“O sistema da convicção íntima, repelido por Santo Tomás de Aquino, ficou positivamente proscrito pelas Ordenações do Reino, Liv. I, III, Tit. 66: todo julgador dê as sentenças segundo o que achar alegado e provado de uma parte e de outra, ainda que lhe a consciência dicte outra coisa e ele saiba a verdade ser em contrário do que no feito for provado…” (João Monteiro, in Enc. Saraiva do Direito, vol. 77, pg. 90).
Nilton Ribeiro de Souza, advogado, ex-presidente da Associação Paranaense dos Advogados Criminalistas, atuando na defesa criminal no caso que ficou conhecido nacionalmente como “o crime do morro do boi”, tendo como cenário o litoral do Paraná, oferta paradigmático desafio para a comunidade jurídica brasileira.
Uma pessoa é presa como autora de lamentáveis fatos e nega veementemente. Um dos mais experientes delegados de polícia do Estado do Paraná, doutor Luiz Alberto Cartaxo Moura, ao concluir o inquérito que presidiu, afirmou publicamente sua inabalável convicção a respeito da autoria.
Cinco meses após o crime e 133 dias de aprisionamento do acusado, tanto a Polícia Civil, o MP e o Judiciário foram obrigados a lançar novos olhares sobre o processo, pois outra pessoa flagrada (por atos semelhantes) confessou a autoria do caso “morro do boi”.
Na primeira acusação há negativa de autoria e apenas reconhecimento pela vítima. Na nova hipótese, há confissão, semelhanças de traços fisionômicos, evidências como a arma do confitente e detalhes outros.
Ainda como complicador, a vítima sobrevivente se adiantou em declarar publicamente que mantém o reconhecimento do primeiro e que “não acredita na reviravolta do caso…”
Só com a tramitação do processo, ultimação de novas investigações e sentença definitiva é que se poderá aquilatar onde está a verdade possível.
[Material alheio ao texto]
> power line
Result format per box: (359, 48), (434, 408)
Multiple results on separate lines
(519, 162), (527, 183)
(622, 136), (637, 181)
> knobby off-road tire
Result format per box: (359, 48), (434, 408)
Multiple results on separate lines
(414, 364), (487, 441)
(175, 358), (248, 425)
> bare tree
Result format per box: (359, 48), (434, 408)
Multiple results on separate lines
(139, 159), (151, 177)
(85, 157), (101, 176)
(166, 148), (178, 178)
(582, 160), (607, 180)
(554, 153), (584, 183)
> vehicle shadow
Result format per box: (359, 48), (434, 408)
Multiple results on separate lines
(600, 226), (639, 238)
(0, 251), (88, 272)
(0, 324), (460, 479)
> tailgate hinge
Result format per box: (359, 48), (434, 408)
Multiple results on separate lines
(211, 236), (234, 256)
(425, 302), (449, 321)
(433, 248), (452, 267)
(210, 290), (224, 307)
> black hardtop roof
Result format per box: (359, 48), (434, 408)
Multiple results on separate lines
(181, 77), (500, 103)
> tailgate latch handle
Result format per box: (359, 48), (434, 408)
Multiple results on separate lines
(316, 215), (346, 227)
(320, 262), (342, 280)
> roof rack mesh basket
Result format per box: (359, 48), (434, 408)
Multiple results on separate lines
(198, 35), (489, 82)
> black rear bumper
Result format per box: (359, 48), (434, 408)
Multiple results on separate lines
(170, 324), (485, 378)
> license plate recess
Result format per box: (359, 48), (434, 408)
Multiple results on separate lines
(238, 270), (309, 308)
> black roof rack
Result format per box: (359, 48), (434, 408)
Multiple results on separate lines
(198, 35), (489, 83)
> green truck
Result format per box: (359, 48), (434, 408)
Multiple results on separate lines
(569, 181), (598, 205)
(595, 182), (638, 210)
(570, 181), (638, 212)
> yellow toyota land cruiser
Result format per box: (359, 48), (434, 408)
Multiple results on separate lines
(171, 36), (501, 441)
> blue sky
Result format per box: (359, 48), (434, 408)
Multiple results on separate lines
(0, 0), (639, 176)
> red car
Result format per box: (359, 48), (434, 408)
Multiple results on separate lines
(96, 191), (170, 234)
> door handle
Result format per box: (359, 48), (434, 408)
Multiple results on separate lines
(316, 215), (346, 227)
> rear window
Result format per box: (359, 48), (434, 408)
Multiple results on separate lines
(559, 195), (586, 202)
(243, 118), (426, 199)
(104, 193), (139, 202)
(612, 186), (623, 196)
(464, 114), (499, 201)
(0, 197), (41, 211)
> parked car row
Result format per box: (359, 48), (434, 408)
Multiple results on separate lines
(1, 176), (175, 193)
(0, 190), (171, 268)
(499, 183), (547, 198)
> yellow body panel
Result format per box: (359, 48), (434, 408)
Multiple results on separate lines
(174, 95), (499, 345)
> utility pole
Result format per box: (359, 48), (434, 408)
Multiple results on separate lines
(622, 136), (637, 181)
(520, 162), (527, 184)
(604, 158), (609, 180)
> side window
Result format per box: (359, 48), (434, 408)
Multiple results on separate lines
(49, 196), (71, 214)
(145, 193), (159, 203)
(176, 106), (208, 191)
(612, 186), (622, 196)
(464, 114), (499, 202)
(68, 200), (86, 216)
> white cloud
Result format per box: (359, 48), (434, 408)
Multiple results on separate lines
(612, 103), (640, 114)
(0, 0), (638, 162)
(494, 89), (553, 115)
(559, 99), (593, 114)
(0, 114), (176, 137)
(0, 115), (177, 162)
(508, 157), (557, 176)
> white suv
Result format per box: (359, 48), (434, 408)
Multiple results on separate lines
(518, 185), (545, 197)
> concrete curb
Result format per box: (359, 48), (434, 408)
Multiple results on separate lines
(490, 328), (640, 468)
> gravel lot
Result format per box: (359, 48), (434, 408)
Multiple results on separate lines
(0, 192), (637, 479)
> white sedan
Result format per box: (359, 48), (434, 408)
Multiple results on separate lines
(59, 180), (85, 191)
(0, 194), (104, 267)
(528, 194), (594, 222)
O maior desafio do direito processual penal está ante a negativa de autoria.
Esta, conjugada com o princípio constitucional da presunção de inocência, impõe aos aplicadores do direito cautela máxima no exame do quadro probatório remanescente dos debates.
Emergindo a menor incerteza, deve militar, como cautela, em favor do acusado o “benefício da dúvida”. Os subscritores das “páginas negras” da história judiciária universal passaram a ilharga desses princípios.
O inquérito policial e o subsequente processo criminal contraditório, com amplitude de defesa, são as formas que encontramos de buscar a verdade. A segurança dos resultados advirá da observância da principiologia solidificada nas normas legais.
As verdades poderão ser estabelecidas, ou não, nos processos judiciais. Essas buscas devem ser atos de ciência e de consciência, facilmente demonstráveis, para a garantia das pessoas de bem, salvaguardando-as de possíveis erros ou excessos judiciários.
Sentenças judiciais exprimem o grau de evolução de um povo. Juízes ou tribunais ao proferi-las, devem ter em mente que estão emitindo cartas, em nome de todos, para dois destinatários: o acusado e a humanidade.
A preocupação maior, nessas construções tribunícias, deve ser sempre no sentido de demonstrar que, cientificamente, outro não poderia ser o pronunciamento. Como que pretendendo, utopicamente, convencer o próprio acusado do acerto sentencial.
Independentemente do desfecho do caso focado, quero parabenizar o advogado Nilton Ribeiro de Souza pela exemplar atuação. O papel da defesa é questionar tudo e desafiar a acusação. Somente desse embate poderá emergir uma decisão justa. A verdade é objeto da filosofia e não da defesa!